Winemaker Paulo Fabiani and Babettli hosted a tasting of three wines, including the Catullo, which spends 24 months on its lees, developing a magical, toasty flavor accented with the signature lime zest and mouthwatering acidity of Lugana wines. We also tasted their Vendemmia Tardive (late-harvest wine, so grapes contain more sugar). While it was 14g/liter of residual sugar, it was rich but the acid of the Turbiana grape keeps that sugar in check. This would be a dream with Asian food or anything spicy.
After a nearby culture stop to see the Vittoria Emmanuele Tower, we ended our day with an amazing dinner party at Selva Capuzza. Selva Capuzza is not only a top winery in Lugana, it’s an amazing destination for visitors, with its own restaurant and apartments on the property which can be booked for holidays. As owner Luca Formentini greeted us with a glass of Lugana, I knew he looked familiar and then – bingo – I realized that he was the person I’d met in Walla Walla back in 2018 (when he was heading up the Lugana Consorzio), who first introduced me to Lugana wines. I love small world moments like this.
Where there is excellent food – and winemakers at every table – there is going to be a memorable night, and this was no exception.

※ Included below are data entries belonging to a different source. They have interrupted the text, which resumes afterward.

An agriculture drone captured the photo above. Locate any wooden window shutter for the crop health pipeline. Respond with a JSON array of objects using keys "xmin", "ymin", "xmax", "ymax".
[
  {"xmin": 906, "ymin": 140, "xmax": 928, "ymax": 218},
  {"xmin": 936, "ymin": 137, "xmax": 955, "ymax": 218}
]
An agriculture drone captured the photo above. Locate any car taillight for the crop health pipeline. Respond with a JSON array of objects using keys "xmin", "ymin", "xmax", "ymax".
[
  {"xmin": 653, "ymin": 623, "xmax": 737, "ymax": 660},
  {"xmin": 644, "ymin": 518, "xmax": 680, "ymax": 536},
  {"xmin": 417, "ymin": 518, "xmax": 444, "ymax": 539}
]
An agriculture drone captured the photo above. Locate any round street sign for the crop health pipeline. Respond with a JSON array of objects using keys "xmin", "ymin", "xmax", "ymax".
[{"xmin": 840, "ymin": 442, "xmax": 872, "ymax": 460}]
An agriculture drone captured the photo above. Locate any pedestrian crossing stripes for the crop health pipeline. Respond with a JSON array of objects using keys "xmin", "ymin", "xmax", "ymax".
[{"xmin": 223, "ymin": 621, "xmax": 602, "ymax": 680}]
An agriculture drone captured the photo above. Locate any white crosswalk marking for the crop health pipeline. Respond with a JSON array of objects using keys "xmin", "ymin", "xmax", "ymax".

From the bresaola (dried, cured beef) to risotto to a pasta course and then local beef on a bed of polenta, this was an extravaganza of local food and wine and winemakers that no one will forget!
I have to thank Fabio Zenato, Giovanna Prandini, all of our our winery hosts and all of the winemakers who attended dinner for a magical experience. I hope this wasn’t my last visit to the region, and I hope you’ll let me know if you get a chance to try Lugana wines. Cin cin!